Niedawno zrobiło się głośno o sportowcu Robercie Karasiu. Sportowiec opublikował na profilu na Instagramie nagranie, w którym zdradził, że organizatorzy zawodów w Brazylii wykryli w jego organizmie niedozwolone substancje. Mężczyzna jednak twierdził, że nie brał żadnej formy dopingu przed udziałem w konkursie sportowym. Ostatnio Karaś wystąpił w programie "Hejt Park", w którym porozmawiał z Tomaszem Smokowskim o ostatnich wydarzeniach. Postanowił wyjawić prawdę. Sportowiec wytłumaczył, dlaczego wyszedł mu taki wynik badań. Zaczął od tego, że na co dzień łączy triathlon z Fame MMA. Karaś wyznał, że wszystko zaczęło się od tego, gdy jeden ze znajomych polecił mu specjalistę od suplementacji. "Jestem osobą, która jest bardzo ufna, więc nawet się nad tym nie zastanawiałem (...)" - stwierdził.
Karaś powiedział w wywiadzie z Tomaszem Smokowskim, że tuż po walce na Fame MMA w lutym 2023 roku, wyjechał do Hiszpanii. Tam przygotowywał się do zawodów. Tegoroczny ultra triathlon był podzielony na dwie nagrody: puchar świata i grand prix. Sportowiec marzył o zdobyciu tego pierwszego. Nie chciał, aby cokolwiek stanęło mu na drodze. Z tego względu poddał się testom antydopingowym. "Byłbym skończonym idiotą, gdybym się czymś nielegalnym szprycował" - stwierdził.
Po wyścigu w Brazylii Karaś był poddany tak zwanej kontroli antydopingowej. Jak sam twierdzi, nie miał pojęcia o tym, że w jego organizmie znajdowały się niedozwolone substancje. Nie krył szoku. Dodał, że wiadomość bardzo go przygnębiła.

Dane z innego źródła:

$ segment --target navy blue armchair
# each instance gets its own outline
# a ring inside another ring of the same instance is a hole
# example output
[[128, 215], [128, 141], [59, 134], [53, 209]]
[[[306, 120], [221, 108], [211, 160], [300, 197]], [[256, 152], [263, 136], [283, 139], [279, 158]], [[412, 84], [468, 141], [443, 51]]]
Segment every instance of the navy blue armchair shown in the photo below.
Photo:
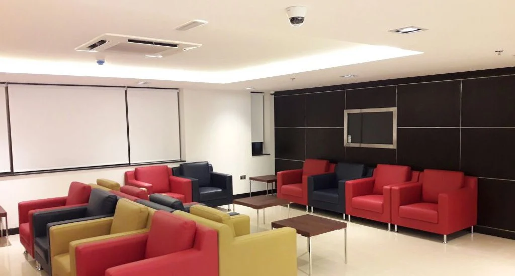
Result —
[[344, 214], [345, 219], [345, 181], [372, 176], [373, 169], [363, 164], [340, 162], [334, 172], [307, 178], [310, 206]]
[[192, 201], [211, 207], [232, 203], [232, 176], [213, 172], [208, 162], [181, 164], [172, 171], [175, 176], [191, 180]]

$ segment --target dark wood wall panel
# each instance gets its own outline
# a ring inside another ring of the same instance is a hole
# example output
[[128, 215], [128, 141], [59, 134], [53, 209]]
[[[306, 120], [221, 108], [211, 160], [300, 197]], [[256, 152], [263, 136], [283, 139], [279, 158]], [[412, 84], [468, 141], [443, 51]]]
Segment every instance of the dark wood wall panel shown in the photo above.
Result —
[[273, 98], [276, 127], [304, 126], [304, 95]]
[[515, 128], [462, 128], [461, 169], [471, 175], [515, 179]]
[[464, 80], [462, 126], [515, 126], [515, 76]]
[[304, 160], [305, 128], [276, 128], [276, 158]]
[[306, 158], [344, 160], [344, 129], [306, 128]]
[[515, 181], [479, 178], [477, 224], [515, 231]]
[[459, 128], [399, 128], [397, 145], [399, 164], [459, 170]]
[[398, 126], [459, 126], [460, 81], [400, 85]]
[[345, 91], [306, 95], [306, 126], [341, 127], [344, 125]]
[[276, 159], [276, 172], [302, 169], [304, 161]]

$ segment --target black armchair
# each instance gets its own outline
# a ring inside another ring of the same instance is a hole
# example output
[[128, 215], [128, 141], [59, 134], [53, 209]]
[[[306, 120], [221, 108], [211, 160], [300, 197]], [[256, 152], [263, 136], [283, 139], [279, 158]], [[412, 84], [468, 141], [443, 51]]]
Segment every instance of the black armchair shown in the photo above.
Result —
[[94, 189], [86, 206], [36, 212], [32, 216], [34, 257], [38, 268], [52, 275], [50, 260], [50, 228], [56, 225], [113, 216], [118, 199], [111, 193]]
[[339, 162], [334, 173], [307, 178], [307, 200], [316, 208], [344, 214], [345, 219], [345, 181], [367, 177], [373, 170], [363, 164]]
[[185, 163], [172, 171], [191, 181], [192, 201], [212, 207], [232, 203], [232, 176], [213, 172], [208, 162]]

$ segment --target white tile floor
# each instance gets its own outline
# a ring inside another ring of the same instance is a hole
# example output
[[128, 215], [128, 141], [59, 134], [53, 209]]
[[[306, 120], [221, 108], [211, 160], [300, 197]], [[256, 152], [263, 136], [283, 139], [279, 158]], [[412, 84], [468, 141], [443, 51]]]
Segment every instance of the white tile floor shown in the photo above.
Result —
[[[255, 210], [236, 205], [236, 211], [249, 215], [251, 231], [256, 231]], [[305, 213], [301, 209], [291, 210], [292, 216]], [[320, 214], [315, 210], [315, 215]], [[269, 229], [271, 221], [287, 217], [287, 209], [267, 208], [266, 214], [263, 225], [260, 212], [260, 231]], [[342, 230], [312, 238], [314, 276], [515, 275], [515, 241], [462, 231], [450, 236], [444, 245], [439, 235], [402, 228], [395, 233], [386, 231], [386, 224], [357, 218], [353, 221], [348, 226], [347, 265]], [[34, 268], [33, 260], [27, 261], [18, 235], [9, 240], [11, 246], [0, 248], [0, 276], [47, 276]], [[303, 254], [306, 241], [300, 236], [297, 241], [298, 275], [305, 275], [308, 269], [307, 255]]]

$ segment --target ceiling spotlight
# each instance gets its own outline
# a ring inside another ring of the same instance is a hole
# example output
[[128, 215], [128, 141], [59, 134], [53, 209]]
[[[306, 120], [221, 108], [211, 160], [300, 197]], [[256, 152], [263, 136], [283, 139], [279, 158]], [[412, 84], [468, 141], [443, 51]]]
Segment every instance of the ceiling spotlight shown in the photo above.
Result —
[[404, 34], [407, 33], [411, 33], [413, 32], [417, 32], [421, 31], [426, 31], [427, 29], [423, 29], [422, 28], [419, 28], [418, 27], [415, 27], [414, 26], [411, 26], [409, 27], [405, 27], [404, 28], [401, 28], [400, 29], [396, 29], [394, 30], [390, 30], [389, 32], [395, 32], [397, 33], [403, 33]]

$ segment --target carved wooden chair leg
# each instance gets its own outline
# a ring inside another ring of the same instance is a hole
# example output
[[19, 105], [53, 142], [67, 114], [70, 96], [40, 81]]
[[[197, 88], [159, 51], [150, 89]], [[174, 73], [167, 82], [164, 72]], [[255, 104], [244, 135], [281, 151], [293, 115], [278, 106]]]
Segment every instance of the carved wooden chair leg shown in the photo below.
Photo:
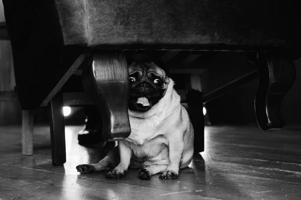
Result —
[[255, 99], [257, 122], [263, 130], [284, 126], [280, 107], [292, 86], [296, 69], [290, 56], [283, 52], [261, 53], [254, 62], [258, 68], [259, 84]]
[[204, 117], [203, 98], [199, 76], [190, 76], [186, 84], [186, 100], [188, 114], [194, 130], [194, 152], [204, 151]]
[[65, 121], [63, 114], [63, 96], [59, 92], [51, 102], [50, 136], [52, 164], [66, 162]]
[[130, 127], [127, 110], [128, 70], [125, 57], [119, 54], [94, 52], [92, 67], [83, 72], [83, 84], [100, 112], [103, 138], [117, 140], [128, 137]]
[[34, 110], [22, 112], [22, 154], [34, 153]]

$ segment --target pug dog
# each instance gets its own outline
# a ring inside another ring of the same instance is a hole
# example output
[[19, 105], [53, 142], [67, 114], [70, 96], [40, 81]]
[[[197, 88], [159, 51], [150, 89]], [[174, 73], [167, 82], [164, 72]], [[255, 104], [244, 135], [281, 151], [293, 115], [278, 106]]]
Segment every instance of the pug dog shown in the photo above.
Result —
[[163, 180], [178, 178], [192, 160], [194, 130], [175, 83], [153, 62], [133, 62], [128, 72], [130, 136], [98, 163], [76, 168], [82, 174], [111, 170], [111, 178], [124, 176], [129, 168], [139, 168], [142, 180], [158, 173]]

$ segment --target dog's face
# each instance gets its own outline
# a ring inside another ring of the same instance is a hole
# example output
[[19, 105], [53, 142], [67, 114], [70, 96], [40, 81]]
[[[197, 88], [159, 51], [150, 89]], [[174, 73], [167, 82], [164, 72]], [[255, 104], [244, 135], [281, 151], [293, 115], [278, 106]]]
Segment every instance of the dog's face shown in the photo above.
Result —
[[155, 63], [133, 62], [128, 66], [128, 73], [130, 110], [146, 112], [164, 96], [168, 78]]

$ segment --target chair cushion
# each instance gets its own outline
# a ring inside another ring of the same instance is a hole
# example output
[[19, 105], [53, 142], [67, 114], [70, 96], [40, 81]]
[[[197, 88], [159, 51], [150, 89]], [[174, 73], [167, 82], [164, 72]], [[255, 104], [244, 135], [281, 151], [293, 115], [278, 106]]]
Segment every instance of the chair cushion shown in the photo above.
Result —
[[66, 45], [288, 46], [294, 42], [300, 44], [300, 30], [294, 25], [300, 18], [296, 12], [299, 6], [288, 1], [56, 2]]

Poczułem, jakby rodzina, wszyscy najbliżsi zginęli w katastrofie lotniczej, to był taki cios. Ja jestem twardym gościem, ale to mnie tak mocno rozwaliło, że musiałem zjechać na przystanek, bo myślałem, że się zrzygam, bo wiedziałem, że to jest niemożliwe - wyznał Karaś.
Mężczyzna od razu skontaktował się ze swoim specjalistą od suplementacji. Oboje byli ogromnie zaskoczeni. Robert Karaś chciał, aby fani uwierzyli w jego niewinność. Z tego względu poddał się badaniu wariografem. W wywiadzie odesłał widzów na swój profil na Instagramie, gdzie zrelacjonował wizytę. "Żaden sportowiec, który bierze cokolwiek, k****, niedozwolonego, nie poszedłby na takie badanie (...), tego się nie da oszukać" - stwierdził.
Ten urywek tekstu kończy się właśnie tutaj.